Ned Said, in the Corner Booth at S&G’s Cafe
by Jim Davis


Damn it all, he said.
I am the most well adjusted lunatic
you’d ever want to meet, he said. Everything was brown and red.
Did you hear about that woman pushed down the steps
for her telephone? More than likely, we are dreaming.
I agreed, we are dreaming. There is thunder
in the pockets of night where lightning might have been,
where lighting and wind tear and tumble – thunder barks.
Carl Jung wrote of nightthoughts we recall
over eggs and toast, enwreathed by the smell of coffee, grease.
His book sits heavy on the shelf, unopened, not to say
that one day it will not be read.
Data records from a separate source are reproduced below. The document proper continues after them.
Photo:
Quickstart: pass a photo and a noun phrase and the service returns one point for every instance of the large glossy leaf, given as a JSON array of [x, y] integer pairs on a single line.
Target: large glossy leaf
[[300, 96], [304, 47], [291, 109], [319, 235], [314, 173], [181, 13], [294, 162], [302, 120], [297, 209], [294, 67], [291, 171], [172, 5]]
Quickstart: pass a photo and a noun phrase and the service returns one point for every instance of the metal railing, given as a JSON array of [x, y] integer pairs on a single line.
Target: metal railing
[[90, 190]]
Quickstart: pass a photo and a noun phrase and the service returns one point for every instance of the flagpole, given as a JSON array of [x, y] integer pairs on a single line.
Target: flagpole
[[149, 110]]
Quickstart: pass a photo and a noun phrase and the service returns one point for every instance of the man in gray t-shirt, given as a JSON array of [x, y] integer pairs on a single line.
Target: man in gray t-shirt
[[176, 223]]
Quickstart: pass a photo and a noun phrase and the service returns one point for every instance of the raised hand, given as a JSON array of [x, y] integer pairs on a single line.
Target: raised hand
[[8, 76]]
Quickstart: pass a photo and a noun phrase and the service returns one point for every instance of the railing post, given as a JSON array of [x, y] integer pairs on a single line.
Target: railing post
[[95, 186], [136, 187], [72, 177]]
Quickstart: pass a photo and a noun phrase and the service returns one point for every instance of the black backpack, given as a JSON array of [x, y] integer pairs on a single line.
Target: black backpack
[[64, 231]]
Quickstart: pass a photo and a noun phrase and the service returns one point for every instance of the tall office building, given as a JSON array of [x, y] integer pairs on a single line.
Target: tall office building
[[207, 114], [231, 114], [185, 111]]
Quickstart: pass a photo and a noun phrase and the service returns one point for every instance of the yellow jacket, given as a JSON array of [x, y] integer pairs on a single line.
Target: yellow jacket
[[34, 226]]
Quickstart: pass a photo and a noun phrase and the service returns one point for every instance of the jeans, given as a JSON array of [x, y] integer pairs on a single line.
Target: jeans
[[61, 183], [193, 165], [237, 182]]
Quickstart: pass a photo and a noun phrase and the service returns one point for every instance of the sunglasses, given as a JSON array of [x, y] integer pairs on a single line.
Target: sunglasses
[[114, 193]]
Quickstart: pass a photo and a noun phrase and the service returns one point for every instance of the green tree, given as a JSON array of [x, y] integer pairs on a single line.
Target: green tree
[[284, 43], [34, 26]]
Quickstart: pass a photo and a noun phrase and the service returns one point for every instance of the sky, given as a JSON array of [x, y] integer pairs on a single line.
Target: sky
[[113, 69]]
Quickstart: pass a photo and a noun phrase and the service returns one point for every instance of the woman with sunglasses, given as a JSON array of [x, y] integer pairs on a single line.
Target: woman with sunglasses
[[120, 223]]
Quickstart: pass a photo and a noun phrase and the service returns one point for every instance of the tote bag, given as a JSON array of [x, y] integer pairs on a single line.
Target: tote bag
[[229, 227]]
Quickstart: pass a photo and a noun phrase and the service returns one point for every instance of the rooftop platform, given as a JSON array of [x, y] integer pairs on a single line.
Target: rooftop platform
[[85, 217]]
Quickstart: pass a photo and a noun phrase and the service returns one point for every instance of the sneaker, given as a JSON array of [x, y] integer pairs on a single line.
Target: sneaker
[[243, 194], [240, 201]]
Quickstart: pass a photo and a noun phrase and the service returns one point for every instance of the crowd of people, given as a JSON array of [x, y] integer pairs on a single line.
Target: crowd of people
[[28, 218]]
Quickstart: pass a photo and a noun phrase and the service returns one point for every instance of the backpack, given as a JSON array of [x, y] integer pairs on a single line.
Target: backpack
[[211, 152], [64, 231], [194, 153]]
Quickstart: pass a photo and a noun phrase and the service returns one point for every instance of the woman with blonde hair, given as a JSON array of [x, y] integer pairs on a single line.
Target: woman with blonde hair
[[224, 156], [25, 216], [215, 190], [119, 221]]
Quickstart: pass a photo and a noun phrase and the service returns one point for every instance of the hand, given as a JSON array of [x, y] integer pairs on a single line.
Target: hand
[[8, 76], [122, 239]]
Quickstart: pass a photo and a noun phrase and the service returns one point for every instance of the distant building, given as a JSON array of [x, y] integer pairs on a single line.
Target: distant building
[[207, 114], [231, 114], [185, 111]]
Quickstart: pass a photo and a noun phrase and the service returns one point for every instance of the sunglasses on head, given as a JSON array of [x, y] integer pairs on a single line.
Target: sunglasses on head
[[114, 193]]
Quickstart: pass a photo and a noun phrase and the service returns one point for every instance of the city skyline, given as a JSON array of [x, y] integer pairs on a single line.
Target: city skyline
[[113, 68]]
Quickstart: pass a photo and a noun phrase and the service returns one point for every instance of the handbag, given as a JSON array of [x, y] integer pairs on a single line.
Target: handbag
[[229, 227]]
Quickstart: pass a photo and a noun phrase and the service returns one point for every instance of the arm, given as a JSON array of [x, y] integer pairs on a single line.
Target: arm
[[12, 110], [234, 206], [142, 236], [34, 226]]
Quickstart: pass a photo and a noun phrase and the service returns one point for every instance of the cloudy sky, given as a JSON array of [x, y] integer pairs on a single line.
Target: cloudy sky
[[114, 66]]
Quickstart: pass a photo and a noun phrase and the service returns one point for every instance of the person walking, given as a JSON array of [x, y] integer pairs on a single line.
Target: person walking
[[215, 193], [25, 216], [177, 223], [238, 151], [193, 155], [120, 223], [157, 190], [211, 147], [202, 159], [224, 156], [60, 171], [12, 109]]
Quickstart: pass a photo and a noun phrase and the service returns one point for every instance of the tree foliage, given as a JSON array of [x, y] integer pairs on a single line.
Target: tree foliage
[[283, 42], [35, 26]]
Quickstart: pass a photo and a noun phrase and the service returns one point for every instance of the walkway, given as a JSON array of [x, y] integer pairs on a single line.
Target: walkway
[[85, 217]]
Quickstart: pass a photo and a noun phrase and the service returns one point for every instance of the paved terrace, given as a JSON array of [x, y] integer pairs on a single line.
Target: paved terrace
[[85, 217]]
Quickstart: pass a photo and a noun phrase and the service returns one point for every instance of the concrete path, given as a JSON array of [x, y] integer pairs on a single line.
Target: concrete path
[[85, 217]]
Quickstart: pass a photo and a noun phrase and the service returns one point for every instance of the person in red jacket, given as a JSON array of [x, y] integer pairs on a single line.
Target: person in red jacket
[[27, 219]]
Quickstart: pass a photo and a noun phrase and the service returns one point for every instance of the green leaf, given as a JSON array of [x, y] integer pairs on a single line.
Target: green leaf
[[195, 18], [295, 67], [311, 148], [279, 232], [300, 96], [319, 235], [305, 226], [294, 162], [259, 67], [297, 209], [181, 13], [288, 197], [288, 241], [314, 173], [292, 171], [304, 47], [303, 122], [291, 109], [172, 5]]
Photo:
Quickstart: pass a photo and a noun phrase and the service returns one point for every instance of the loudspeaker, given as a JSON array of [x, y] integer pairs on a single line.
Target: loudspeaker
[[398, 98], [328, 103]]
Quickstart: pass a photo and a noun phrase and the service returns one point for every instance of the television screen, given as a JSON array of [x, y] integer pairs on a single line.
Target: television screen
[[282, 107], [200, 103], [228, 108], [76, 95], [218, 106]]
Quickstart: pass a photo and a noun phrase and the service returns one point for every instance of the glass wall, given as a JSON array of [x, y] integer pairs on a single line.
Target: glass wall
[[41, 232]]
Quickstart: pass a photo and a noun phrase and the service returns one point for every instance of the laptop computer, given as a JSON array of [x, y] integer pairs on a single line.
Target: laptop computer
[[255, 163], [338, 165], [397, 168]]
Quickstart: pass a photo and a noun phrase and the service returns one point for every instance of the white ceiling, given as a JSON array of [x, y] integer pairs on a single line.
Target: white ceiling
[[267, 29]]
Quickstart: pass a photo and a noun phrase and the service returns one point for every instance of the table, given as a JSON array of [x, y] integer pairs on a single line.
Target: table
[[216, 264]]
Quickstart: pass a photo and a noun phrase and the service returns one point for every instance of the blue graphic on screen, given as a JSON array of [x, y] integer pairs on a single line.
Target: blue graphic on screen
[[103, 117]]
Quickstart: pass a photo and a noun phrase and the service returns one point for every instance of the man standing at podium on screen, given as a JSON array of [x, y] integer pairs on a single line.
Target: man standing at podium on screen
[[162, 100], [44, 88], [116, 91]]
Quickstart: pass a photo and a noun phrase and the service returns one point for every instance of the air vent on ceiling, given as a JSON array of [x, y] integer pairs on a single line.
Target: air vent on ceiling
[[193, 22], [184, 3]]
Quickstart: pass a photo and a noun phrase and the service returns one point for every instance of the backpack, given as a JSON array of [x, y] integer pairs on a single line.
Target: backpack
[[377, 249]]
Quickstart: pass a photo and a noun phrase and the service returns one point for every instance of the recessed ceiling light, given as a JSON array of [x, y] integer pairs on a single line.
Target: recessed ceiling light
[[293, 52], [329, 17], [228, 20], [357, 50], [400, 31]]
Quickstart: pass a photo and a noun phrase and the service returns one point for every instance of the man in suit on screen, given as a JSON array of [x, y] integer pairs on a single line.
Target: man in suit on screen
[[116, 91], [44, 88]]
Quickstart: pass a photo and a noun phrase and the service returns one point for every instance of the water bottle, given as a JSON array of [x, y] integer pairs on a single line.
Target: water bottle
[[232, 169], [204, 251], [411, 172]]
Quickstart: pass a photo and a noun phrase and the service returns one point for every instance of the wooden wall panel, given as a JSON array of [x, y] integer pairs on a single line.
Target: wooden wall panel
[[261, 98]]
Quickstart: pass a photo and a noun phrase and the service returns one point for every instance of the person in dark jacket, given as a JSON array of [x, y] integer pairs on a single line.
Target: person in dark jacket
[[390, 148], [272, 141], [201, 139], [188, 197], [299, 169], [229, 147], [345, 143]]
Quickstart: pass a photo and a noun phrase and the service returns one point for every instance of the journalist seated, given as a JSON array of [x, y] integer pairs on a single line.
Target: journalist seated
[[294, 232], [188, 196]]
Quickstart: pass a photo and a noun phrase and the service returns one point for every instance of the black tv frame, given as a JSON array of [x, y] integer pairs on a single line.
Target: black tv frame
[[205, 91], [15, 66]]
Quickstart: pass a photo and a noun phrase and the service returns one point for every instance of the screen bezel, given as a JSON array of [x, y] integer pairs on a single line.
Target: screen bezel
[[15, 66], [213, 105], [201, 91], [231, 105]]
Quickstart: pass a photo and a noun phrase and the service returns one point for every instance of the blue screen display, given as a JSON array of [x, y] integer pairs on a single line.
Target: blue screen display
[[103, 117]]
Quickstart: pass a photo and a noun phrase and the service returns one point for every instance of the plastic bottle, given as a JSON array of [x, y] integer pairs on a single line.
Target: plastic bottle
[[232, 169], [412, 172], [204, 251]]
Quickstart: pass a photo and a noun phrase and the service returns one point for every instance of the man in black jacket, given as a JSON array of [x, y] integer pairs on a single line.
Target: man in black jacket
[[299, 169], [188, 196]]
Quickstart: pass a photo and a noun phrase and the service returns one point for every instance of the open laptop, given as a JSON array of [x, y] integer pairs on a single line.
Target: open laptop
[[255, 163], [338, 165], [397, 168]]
I have begun
to dream in letters – which might quite possibly mean
I do not sleep, but breathe through my nostrils just above the surface
of the brown and red lake of rest, most of me submerged.
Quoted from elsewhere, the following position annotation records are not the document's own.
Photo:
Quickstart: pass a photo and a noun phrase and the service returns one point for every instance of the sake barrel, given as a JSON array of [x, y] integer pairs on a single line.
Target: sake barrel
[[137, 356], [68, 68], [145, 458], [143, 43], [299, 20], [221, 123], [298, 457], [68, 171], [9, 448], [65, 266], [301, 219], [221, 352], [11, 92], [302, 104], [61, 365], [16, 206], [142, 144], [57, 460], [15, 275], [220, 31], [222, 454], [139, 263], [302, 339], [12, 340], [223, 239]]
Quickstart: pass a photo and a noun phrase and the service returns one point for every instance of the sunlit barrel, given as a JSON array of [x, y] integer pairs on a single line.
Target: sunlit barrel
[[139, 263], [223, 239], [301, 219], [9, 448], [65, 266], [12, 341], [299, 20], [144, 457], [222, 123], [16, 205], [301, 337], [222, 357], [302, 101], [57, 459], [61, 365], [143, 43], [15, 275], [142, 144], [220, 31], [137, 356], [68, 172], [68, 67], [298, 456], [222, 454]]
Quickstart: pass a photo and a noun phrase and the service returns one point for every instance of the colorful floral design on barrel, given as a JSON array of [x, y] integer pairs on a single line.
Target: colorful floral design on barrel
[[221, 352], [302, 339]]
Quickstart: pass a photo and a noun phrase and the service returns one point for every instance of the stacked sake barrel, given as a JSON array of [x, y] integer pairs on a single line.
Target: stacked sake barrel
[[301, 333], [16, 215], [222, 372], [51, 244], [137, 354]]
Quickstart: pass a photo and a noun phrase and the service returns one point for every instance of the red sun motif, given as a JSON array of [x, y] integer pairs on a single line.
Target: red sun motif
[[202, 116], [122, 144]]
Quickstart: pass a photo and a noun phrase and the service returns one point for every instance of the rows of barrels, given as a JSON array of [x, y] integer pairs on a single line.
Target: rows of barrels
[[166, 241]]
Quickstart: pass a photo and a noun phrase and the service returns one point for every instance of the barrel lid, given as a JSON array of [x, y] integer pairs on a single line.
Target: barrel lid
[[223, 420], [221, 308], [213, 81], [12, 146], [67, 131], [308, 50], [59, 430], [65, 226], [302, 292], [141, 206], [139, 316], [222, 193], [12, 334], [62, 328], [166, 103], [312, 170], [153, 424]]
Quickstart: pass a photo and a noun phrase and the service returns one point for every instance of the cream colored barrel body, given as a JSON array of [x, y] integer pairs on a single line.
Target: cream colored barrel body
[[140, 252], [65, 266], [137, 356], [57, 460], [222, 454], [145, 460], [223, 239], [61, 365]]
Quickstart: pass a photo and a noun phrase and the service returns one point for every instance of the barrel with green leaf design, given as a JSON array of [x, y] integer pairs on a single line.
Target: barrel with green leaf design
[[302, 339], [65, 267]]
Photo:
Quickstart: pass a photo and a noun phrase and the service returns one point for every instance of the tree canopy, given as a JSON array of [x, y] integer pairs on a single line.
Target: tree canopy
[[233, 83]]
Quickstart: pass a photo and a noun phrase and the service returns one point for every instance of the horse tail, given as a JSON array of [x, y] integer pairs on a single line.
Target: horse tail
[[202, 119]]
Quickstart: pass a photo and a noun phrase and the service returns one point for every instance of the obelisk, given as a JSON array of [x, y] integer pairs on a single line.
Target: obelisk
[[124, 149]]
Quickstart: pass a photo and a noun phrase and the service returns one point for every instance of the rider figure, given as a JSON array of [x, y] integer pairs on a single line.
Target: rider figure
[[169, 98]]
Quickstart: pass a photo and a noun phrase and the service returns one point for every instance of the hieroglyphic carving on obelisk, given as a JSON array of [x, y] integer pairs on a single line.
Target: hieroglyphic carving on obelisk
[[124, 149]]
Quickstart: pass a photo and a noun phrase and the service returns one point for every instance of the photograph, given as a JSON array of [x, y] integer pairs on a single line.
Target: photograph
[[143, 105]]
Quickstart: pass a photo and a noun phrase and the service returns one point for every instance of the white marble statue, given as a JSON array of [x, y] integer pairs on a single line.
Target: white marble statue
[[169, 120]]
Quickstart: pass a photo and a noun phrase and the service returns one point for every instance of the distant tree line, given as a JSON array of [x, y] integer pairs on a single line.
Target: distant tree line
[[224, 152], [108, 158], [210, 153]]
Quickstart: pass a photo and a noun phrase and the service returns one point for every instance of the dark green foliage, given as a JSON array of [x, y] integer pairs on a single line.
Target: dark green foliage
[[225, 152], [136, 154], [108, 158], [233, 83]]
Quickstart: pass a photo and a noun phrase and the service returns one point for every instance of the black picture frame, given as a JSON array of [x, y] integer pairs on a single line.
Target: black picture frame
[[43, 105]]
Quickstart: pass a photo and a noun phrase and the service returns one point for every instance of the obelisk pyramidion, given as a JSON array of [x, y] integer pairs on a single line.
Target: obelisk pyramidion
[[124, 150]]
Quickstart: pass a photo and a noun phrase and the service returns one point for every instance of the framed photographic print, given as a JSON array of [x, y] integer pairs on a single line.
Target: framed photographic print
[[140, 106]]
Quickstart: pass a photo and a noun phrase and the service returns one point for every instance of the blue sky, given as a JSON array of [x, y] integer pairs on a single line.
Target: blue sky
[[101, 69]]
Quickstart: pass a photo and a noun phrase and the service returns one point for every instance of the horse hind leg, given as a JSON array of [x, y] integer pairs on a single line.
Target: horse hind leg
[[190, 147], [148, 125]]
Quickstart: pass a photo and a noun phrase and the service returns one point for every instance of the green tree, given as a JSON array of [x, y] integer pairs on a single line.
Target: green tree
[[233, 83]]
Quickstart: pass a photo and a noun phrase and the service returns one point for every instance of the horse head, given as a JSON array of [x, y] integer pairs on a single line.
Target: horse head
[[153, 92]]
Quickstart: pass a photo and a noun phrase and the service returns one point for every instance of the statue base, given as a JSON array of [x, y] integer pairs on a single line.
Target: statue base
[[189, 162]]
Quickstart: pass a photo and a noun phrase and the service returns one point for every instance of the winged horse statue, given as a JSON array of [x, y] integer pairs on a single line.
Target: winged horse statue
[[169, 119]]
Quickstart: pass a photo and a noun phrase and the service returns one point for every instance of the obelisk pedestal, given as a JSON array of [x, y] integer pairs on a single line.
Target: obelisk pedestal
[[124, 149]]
Again, I have heard that the Saturday ladies in Macomb
are the Wednesday afternoon women of Chicago – I was told
by a man in the neighborhood pub who watched his buddy bend one over
the night stand in a motel, country music crackling through a sad clock radio –
I’m not proud, he said, but they take the train between shifts, and who else would
buy them a ticket, should patronage find conscience?
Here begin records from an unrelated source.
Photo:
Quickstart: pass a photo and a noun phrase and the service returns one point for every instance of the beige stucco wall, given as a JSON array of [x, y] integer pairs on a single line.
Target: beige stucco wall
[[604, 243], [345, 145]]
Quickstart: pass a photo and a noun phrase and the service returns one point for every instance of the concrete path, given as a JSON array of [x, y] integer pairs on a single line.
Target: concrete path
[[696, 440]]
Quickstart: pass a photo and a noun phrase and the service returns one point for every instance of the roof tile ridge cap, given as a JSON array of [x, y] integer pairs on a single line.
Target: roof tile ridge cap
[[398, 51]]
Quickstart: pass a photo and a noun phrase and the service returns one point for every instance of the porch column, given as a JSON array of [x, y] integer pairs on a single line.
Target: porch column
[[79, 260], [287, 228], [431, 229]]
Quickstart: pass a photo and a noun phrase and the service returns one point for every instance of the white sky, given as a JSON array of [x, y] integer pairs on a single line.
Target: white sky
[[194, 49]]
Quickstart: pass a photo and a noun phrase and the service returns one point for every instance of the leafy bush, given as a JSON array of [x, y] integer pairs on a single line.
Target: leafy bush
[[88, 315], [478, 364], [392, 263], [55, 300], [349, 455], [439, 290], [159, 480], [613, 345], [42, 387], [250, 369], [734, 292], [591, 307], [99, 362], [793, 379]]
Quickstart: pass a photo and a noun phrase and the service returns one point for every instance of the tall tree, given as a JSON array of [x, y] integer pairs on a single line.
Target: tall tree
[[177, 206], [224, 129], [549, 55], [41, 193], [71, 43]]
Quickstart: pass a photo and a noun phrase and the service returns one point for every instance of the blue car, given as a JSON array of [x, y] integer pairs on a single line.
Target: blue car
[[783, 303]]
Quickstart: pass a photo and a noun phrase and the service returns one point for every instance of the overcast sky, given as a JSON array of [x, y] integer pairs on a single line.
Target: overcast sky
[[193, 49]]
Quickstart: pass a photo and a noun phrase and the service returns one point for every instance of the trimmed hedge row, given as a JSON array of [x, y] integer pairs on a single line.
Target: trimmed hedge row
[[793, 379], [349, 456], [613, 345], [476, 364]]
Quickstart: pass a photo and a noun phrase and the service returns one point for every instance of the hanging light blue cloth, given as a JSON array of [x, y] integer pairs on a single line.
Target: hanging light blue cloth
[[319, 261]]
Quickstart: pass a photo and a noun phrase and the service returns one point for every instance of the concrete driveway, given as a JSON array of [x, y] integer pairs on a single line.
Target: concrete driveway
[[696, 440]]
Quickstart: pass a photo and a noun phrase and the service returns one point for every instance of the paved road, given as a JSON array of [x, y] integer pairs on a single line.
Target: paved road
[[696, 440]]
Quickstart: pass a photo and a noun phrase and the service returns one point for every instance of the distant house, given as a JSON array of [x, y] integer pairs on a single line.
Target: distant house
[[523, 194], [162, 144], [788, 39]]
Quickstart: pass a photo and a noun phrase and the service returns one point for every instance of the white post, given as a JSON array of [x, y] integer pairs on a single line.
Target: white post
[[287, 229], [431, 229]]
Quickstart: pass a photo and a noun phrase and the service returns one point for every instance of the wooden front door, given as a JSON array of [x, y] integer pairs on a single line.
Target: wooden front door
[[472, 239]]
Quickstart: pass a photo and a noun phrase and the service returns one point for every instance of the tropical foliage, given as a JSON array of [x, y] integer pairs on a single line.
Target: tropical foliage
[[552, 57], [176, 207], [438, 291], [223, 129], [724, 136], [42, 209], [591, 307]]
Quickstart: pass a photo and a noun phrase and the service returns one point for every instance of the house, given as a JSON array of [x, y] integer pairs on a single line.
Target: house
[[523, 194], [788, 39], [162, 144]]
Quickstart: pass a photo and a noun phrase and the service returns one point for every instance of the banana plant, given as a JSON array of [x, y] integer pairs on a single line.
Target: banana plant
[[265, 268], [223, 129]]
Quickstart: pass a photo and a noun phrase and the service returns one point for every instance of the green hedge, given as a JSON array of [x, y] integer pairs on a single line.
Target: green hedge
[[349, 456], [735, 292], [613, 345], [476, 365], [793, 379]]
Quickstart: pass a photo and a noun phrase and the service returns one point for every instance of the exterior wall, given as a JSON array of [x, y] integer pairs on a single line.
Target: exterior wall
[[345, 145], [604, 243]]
A couple of sawbucks held in place
by a porcelain urn of maple syrup. Orpheus, I call him, peeks
behind the counter for extra napkins and a spoon.
A waiter filling water glasses with a pitcher turned sideways.
His brother was left out of everything, for good reason
and exists as pain, more than assistant, nuisance over aid.
A brunette in an apron smokes against the wall out back.
She grinds her heel into an ember.
It’s all over, she says, when morning succumbs to the heat of day.
It’s all over the place, he says, of work.
In the garage, tools hang from a pegboard, still
until the door shuts, and the hammer sways.